La course aux électrons continue aux États-Unis - Sfen

La course aux électrons continue aux États-Unis

Publié le 4 février 2025

Le plus gros exploitant nucléaire des États-Unis d’Amérique voit les choses en grand pour répondre à la hausse de la demande électrique des États-Unis. Ce mois-ci, Constellation Energy a confirmé le rachat de l’électricien Calpine, ajoutant 27 GW de capacité à son portefeuille. Le pays anticipe une importante hausse de la demande d’électricité qui relance un fort intérêt pour le nucléaire, mais pas seulement.

Constellation Energy, dans un contexte national de ruée vers les électrons, part à la conquête de l’ouest. Le plus gros exploitant nucléaire du pays (26 réacteurs répartis sur 15 centrales[1]) a annoncé avoir trouvé un accord pour concrétiser le rachat l’exploitant Calpine. L’électricien va ainsi renforcer sa présence à l’ouest du pays et disposer d’une base installée d’environ 60 GW avec, dans le lot, un certain nombre de centrales à gaz.
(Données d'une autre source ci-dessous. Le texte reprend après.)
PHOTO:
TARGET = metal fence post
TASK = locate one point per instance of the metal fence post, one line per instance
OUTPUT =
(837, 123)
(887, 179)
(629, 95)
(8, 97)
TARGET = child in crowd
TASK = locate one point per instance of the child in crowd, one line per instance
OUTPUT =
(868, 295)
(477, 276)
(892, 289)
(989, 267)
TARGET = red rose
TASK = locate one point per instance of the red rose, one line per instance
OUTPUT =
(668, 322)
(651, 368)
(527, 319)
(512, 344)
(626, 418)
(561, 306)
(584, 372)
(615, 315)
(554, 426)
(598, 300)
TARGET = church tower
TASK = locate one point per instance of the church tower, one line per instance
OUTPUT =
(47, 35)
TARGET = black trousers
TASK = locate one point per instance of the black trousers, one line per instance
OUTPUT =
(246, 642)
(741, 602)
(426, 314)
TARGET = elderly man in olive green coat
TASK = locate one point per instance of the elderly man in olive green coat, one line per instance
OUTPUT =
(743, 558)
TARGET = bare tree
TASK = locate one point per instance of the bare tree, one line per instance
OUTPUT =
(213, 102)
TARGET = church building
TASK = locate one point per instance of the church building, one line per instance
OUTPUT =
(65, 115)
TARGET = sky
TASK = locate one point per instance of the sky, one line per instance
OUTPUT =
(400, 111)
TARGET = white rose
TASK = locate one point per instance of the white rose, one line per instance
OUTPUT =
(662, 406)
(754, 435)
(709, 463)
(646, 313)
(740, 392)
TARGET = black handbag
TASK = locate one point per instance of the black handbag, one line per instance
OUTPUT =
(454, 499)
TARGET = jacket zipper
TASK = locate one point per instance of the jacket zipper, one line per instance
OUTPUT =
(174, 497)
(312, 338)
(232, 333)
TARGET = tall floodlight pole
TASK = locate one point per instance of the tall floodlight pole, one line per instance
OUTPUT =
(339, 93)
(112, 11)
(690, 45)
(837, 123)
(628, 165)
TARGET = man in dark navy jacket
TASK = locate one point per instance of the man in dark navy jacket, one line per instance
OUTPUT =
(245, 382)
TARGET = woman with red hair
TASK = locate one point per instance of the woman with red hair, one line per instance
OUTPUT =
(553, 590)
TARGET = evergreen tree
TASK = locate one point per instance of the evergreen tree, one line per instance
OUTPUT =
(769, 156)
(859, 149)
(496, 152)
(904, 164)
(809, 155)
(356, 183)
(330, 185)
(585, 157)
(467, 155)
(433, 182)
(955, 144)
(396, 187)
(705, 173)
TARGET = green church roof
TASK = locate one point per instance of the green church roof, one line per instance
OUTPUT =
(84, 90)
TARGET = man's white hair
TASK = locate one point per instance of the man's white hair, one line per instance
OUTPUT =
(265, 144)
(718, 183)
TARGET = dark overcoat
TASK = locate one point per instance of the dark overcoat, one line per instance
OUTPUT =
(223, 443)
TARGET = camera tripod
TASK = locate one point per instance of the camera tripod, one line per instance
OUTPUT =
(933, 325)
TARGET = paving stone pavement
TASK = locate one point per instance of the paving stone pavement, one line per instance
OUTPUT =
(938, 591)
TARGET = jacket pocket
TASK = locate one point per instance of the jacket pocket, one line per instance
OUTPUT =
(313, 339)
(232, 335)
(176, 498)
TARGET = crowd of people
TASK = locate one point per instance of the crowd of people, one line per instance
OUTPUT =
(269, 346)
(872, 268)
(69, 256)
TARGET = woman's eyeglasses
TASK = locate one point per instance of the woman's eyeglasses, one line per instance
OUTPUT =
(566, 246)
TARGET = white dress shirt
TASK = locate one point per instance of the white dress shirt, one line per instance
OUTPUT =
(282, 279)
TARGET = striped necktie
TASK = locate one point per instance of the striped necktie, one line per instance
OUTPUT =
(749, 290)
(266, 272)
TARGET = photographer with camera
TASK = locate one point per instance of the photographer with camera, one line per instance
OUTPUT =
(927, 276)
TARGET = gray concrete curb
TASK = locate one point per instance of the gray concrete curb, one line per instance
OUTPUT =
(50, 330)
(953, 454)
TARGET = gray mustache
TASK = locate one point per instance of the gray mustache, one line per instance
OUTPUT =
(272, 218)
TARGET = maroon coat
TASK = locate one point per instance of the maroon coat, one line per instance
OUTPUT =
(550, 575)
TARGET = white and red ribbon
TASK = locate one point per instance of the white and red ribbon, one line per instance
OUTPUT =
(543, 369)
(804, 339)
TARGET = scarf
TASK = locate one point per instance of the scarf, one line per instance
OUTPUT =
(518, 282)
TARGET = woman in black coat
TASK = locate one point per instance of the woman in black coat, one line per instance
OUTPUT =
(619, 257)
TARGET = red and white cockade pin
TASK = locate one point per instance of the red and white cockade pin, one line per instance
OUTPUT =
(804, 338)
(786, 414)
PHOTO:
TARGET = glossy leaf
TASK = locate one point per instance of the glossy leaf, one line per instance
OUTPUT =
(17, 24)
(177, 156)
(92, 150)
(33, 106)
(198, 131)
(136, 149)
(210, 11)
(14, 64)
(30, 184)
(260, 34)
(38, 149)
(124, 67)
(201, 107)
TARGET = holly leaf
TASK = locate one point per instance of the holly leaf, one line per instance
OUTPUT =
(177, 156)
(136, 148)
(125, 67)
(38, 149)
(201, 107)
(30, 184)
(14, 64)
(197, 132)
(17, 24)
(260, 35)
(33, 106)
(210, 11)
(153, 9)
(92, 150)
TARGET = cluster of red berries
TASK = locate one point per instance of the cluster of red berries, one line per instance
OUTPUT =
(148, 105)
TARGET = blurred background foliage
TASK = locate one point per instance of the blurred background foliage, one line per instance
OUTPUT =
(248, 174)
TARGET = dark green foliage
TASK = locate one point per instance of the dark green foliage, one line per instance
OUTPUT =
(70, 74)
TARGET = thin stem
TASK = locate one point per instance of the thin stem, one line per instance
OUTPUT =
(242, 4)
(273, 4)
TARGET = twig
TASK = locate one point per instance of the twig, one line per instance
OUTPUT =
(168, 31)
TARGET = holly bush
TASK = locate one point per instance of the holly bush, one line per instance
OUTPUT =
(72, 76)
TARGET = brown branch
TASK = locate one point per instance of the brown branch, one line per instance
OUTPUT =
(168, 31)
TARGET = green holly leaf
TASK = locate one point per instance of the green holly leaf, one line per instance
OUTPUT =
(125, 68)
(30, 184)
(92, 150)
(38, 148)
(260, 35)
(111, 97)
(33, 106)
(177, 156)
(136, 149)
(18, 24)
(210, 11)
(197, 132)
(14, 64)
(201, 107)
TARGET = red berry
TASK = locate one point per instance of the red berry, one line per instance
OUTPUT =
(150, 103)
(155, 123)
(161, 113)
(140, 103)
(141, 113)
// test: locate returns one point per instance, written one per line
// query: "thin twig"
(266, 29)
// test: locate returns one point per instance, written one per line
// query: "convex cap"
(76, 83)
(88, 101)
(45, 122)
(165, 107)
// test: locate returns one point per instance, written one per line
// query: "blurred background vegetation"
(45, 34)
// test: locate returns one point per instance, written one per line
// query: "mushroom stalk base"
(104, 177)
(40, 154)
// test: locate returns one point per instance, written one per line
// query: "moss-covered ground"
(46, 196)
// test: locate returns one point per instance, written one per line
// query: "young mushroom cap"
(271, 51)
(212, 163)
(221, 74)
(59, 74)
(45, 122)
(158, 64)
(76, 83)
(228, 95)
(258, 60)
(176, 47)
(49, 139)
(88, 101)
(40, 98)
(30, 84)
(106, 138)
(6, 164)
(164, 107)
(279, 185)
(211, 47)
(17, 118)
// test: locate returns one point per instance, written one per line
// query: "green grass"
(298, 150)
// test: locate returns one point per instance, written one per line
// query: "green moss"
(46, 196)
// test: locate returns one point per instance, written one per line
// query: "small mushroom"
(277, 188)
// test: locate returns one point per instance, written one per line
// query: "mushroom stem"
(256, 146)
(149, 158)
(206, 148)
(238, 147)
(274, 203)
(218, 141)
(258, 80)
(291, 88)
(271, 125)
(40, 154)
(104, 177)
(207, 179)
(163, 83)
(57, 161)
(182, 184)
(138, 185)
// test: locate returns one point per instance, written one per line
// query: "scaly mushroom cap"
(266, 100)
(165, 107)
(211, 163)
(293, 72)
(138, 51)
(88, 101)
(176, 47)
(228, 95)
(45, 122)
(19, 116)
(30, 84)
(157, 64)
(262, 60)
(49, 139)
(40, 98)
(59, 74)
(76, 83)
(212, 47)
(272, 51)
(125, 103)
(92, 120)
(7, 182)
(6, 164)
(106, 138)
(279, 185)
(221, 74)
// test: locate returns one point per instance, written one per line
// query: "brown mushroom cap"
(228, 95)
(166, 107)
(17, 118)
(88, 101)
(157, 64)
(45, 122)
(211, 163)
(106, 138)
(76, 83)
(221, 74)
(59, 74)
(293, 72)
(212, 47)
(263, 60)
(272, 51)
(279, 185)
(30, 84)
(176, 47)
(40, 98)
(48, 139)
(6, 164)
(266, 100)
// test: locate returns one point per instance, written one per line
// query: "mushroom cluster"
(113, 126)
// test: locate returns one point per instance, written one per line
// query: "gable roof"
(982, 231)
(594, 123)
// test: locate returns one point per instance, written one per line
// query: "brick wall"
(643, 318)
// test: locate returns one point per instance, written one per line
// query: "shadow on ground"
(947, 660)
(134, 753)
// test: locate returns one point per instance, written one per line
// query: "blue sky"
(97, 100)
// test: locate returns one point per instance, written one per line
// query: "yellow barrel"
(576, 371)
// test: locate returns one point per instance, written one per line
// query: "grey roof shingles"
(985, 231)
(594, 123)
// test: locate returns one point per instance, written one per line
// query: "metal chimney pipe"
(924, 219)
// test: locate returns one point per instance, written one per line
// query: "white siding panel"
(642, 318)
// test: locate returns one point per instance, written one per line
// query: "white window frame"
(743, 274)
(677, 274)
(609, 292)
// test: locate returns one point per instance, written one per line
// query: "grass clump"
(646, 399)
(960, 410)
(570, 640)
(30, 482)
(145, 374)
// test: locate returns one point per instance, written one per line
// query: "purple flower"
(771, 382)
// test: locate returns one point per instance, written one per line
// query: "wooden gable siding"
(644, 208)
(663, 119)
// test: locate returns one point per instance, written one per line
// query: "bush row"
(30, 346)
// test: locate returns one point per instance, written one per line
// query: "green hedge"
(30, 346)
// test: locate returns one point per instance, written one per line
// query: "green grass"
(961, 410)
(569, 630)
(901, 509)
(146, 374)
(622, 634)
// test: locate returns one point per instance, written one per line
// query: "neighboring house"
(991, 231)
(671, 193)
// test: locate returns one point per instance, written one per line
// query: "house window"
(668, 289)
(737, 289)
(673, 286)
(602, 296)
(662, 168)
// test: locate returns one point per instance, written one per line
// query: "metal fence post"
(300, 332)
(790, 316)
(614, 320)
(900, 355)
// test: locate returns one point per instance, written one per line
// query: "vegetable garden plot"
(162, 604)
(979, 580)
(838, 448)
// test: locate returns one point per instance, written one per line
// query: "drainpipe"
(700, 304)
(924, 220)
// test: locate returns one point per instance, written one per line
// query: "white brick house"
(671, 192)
Cette transaction intervient dans un contexte où la demande électrique américaine est entrainée vers le haut par le développement, entre autres, des centres de données et des véhicules électriques, dont le nombre a par ailleurs triplé entre 2020 et 2023 [2]. La US Energy Information Administration projette une croissance de la consommation électrique d’environ 2 % par an sur la période 2024-2026.

Un intérêt confirmé pour le nucléaire

Dans ce contexte de croissance, l’intérêt pour les moyens de production d’électricité est grandissant, y compris pour le nucléaire. Un changement de paradigme important alors que ces dix dernières années une douzaine de réacteurs nucléaires ont fermé prématurément pour des raisons économiques. Pour Constellation Energy, qui exploite un quart du parc nucléaire américain, cela s’est manifesté ces derniers mois par le projet de redémarrage de Three Mile Island-1 grâce au soutien de Microsoft, mais également par la signature début janvier 2025 de l’équivalent d’un milliard de dollars de contrats afin d’assurer l’approvisionnement en électricité de 19 agences de l’administration américaine pour les 10 prochaines années avec, en plus, la mise en place des mesures d’économies d’énergies sur plusieurs sites. « Il était frustrant que l’énergie nucléaire soit exclue des contrats de fournitures d’électricité durable que ce soit dans le secteur privé ou public, explique le PDG de Constellation Joseph Domingez. Aujourd’hui ce n’est plus le cas, et cet accord est une nouvelle illustration des changements en cours. Dans le cadre de cet accord, le gouvernement des États-Unis rejoint Microsoft et d’autres entités afin de soutenir l’investissement dans l’énergie nucléaire qui va permettre à Constellation de poursuivre sa politique d’exploitation à long terme », explique l’industriel.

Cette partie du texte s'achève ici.